Department of Psychiatry, University of Oxford, Oxford OX3 7JX, UK.
Department of Psychiatry, University of Oxford, Oxford OX3 7JX, UK; 4youandme, Seattle, WA 98121-1031, USA.
Int J Med Inform. 2022 Apr;160:104704. doi: 10.1016/j.ijmedinf.2022.104704. Epub 2022 Jan 24.
UK Biobank (UKB) is widely employed to investigate mental health disorders and related exposures; however, its applicability and relevance in a clinical setting and the assumptions required have not been sufficiently and systematically investigated. Here, we present the first validation study using secondary care mental health data with linkage to UKB from Oxford - Clinical Record Interactive Search (CRIS) focusing on comparison of demographic information, diagnostic outcome, medication record and cognitive test results, with missing data and the implied bias from both resources depicted. We applied a natural language processing model to extract information embedded in unstructured text from clinical notes and attachments. Using a contingency table we compared the demographic information recorded in UKB and CRIS. We calculated the positive predictive value (PPV, proportion of true positives cases detected) for mental health diagnosis and relevant medication. Amongst the cohort of 854 subjects, PPVs for any mental health diagnosis for dementia, depression, bipolar disorder and schizophrenia were 41.6%, and were 59.5%, 12.5%, 50.0% and 52.6%, respectively. Self-reported medication records in UKB had general PPV of 47.0%, with the prevalence of frequently prescribed medicines to each typical mental health disorder considerably different from the information provided by CRIS. UKB is highly multimodal, but with limited follow-up records, whereas CRIS offers a longitudinal high-resolution clinical picture with more than ten years of observations. The linkage of both datasets will reduce the self-report bias and synergistically augment diverse modalities into a unified resource to facilitate more robust research in mental health.
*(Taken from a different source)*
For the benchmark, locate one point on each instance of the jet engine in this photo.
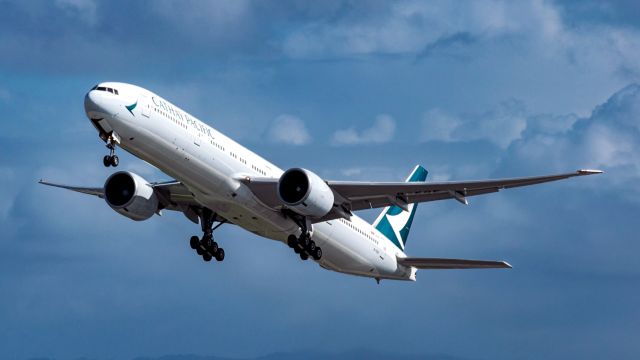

英国生物库(UKB)广泛应用于研究精神健康障碍及相关暴露因素;然而,其在临床环境中的适用性和相关性,以及所需的假设,尚未得到充分和系统的研究。在此,我们首次使用牛津临床记录交互搜索(CRIS)的二级保健心理健康数据对英国生物库进行了验证研究,重点比较了人口统计学信息、诊断结果、药物记录和认知测试结果,同时还描绘了两个资源中的缺失数据和隐含偏差。我们应用自然语言处理模型从临床记录和附件中的非结构化文本中提取信息。使用列联表比较了 UKB 和 CRIS 中记录的人口统计学信息。我们计算了精神健康诊断和相关药物的阳性预测值(PPV,即检测到的真阳性病例比例)。在 854 名受试者队列中,痴呆、抑郁、双相情感障碍和精神分裂症的任何精神健康诊断的 PPV 分别为 41.6%、59.5%、12.5%和 50.0%。UKB 中自我报告的药物记录总体 PPV 为 47.0%,而经常开给每种典型精神健康障碍的药物的流行率与 CRIS 提供的信息有很大差异。UKB 高度多样化,但随访记录有限,而 CRIS 提供了具有十多年观察期的纵向高分辨率临床图像。两个数据集的链接将减少自我报告偏差,并协同增强多种模式,形成一个统一的资源,以促进精神健康领域更稳健的研究。